Practical Testing: 23 - Another new approach: timer wheels

| 3 Comments

The most recent articles in the "Practical Testing" series have been discussing the performance of the timer queue that we have built. As I hinted when I first brought up the performance issues, the particular use case that I have which is causing problems might well be more efficiently dealt with using a different (more specialised and less general purpose) design.

The timer queue has adequate performance for general purpose use and can handle timers set within a range of 0ms to 49.7 days with a theoretical granularity of 1ms. It achieves this by using a balanced search tree to store the timers by absolute timeout. The performance of setting a timer is O(log n) due to the tree insertion required. Cancelling a timer is O(1) since we keep an iterator to where the timer was inserted and thus can navigate straight to it to cancel it. Timer expiry is also an O(log n) operation due to the tree lookup. Due to the use of the standard program heap the worst case contention of the queue is C(tq)+(C(tn-tq+1)+C(ts-tq+1)+C(tn-tq+1)) (see here for details of my crazy Big C notation for describing contention).

The more specialist use case is for driving reliable UDP protocols. This kind of work generally requires timers per connection for retransmission and data flow pacing. The timeouts tend to be short and the timers tend to expire rather than be reset without expiring. The range of timeouts is generally quite small; 0ms - 30seconds for the ENet system I'm working on. I'm currently looking at improving performance of the timer system for this kind of scenario and to do so requires that timer insertion speed be improved (so we can set timers more quickly), timer expiry speed be improved (so we can process timers faster) and contention be reduced, ideally tending towards C(tq) where we have contention only between users of the timer queue and not between any thread in the process.

As I have already mentioned the use of STL containers means that I'm doing more work than is strictly necessary when manipulating the timer queue (including dynamic memory allocation and release during timer insertion and removal).
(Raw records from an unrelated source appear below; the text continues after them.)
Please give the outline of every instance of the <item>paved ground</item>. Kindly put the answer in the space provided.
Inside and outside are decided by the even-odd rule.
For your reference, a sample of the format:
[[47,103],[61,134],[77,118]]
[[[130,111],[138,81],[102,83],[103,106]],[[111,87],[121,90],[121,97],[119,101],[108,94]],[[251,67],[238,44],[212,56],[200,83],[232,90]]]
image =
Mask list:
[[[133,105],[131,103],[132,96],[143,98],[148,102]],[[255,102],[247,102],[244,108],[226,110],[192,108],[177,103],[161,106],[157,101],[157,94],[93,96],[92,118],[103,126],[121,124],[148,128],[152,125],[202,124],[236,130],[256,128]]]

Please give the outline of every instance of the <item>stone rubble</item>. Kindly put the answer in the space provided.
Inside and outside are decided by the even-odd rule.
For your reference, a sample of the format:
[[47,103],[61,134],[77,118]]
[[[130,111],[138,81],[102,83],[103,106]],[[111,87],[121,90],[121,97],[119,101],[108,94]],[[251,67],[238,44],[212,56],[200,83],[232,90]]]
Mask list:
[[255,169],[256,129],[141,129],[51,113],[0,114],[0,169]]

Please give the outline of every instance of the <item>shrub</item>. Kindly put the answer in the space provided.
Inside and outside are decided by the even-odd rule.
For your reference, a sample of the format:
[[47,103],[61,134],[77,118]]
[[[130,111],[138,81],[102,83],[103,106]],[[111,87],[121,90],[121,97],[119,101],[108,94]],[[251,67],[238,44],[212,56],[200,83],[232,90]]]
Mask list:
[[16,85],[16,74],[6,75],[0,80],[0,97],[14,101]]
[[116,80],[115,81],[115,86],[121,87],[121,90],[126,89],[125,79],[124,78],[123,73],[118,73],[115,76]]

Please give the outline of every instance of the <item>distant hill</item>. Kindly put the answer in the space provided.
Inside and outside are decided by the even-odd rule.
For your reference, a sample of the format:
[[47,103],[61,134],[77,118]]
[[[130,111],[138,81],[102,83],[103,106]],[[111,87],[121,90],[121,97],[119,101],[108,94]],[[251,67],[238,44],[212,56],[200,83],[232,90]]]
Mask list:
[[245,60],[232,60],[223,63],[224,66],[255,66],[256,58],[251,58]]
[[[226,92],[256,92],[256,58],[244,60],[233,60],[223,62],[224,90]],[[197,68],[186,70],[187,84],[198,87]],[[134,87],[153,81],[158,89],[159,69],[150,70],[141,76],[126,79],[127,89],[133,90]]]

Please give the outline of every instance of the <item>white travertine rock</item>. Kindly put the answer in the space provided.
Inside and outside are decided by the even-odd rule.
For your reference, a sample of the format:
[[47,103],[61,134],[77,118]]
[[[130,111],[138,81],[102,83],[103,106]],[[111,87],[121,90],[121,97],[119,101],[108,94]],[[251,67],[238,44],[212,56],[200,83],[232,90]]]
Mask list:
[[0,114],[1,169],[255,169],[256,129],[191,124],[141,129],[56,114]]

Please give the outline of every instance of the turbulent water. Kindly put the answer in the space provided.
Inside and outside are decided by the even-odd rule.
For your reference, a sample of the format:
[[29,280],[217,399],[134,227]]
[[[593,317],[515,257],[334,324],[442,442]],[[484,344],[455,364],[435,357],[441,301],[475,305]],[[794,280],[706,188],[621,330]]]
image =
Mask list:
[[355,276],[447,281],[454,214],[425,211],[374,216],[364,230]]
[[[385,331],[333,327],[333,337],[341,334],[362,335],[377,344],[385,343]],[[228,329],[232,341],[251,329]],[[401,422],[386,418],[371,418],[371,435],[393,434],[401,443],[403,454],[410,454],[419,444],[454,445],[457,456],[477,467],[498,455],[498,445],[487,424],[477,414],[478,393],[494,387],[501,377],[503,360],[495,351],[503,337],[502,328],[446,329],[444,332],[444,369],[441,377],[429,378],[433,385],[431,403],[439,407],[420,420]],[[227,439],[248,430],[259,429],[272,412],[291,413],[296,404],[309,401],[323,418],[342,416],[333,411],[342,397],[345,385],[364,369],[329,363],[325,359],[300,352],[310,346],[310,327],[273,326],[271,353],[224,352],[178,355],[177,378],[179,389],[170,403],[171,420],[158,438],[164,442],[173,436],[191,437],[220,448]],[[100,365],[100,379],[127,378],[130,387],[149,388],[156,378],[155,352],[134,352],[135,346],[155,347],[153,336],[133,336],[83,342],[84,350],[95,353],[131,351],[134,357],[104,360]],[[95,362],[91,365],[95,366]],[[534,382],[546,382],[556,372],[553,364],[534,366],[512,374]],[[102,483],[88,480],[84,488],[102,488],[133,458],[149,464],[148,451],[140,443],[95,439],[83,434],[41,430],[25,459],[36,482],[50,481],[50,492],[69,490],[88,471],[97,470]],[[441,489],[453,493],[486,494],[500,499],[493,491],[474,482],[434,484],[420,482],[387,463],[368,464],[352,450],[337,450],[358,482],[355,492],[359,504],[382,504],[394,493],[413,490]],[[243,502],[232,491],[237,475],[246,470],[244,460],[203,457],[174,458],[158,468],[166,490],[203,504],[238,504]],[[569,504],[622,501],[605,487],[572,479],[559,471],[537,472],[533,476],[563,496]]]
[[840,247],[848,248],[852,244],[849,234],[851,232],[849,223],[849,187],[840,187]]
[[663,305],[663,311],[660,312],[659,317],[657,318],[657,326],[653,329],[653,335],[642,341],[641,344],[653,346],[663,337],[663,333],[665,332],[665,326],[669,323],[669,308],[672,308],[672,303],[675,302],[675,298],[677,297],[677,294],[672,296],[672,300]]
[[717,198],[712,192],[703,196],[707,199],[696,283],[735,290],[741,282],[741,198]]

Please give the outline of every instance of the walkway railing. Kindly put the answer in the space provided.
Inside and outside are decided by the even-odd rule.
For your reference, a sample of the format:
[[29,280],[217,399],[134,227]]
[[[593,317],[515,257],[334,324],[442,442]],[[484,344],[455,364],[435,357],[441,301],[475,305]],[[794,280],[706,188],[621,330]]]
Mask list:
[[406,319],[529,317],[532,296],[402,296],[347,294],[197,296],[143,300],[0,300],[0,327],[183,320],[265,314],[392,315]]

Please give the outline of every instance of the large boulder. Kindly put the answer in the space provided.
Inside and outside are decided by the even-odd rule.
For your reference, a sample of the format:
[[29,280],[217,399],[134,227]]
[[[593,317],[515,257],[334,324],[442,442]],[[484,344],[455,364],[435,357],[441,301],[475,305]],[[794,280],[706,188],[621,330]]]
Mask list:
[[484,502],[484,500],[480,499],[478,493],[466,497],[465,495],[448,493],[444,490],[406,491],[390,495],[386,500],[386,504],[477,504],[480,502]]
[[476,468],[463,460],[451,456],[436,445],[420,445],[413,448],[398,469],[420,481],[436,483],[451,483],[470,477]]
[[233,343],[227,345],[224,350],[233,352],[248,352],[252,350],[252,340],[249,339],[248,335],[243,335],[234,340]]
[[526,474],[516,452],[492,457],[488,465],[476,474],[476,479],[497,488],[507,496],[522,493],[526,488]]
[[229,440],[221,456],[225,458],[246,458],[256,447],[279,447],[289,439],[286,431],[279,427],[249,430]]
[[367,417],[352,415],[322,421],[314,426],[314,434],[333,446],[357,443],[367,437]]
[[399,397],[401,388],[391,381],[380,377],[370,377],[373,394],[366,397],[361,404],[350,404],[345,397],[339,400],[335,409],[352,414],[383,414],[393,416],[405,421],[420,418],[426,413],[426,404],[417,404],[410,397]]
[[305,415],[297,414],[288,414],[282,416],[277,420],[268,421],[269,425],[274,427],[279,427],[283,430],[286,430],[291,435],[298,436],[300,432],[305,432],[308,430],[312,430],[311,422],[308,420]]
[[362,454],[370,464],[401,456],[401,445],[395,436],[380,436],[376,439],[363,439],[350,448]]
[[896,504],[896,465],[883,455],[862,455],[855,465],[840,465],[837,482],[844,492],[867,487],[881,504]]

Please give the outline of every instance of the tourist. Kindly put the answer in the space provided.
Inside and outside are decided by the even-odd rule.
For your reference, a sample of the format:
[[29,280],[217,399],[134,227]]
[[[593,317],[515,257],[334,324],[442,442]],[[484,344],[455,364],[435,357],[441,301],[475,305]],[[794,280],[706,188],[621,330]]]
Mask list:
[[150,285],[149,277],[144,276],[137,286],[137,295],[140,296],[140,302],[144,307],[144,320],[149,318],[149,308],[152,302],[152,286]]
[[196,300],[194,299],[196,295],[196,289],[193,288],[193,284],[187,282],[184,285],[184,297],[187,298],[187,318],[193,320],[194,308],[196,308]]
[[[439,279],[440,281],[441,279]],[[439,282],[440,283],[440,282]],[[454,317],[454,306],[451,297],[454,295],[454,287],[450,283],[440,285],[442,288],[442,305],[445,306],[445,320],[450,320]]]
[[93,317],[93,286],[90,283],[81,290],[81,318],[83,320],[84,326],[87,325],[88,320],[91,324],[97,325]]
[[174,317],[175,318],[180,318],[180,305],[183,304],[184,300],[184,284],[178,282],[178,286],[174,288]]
One way of improving contention is to switch to using custom STL allocators so that only the users of the queue ever access the allocators that we use for the queue. Another is to write a custom, invasive, balanced search tree that does not need to use dynamic allocation.

A third solution would be to use a simpler data structure. Our requirement is simply to store timers in order of timeout. Rather than using a complex tree structure we could use a simple sorted list. Unfortunately timer insertion would then rise to O(n) as we would need to traverse the list to locate the correct spot to insert our new timer. Cancellation can stay O(1) if we use our invasive CNodeList and timer handling becomes O(1) because we will always work from the head of the list when expiring timers. The usage pattern of the reliable retransmission means that we'll be inserting timers over the whole of our possible range, so the O(n) insertion would really bite us.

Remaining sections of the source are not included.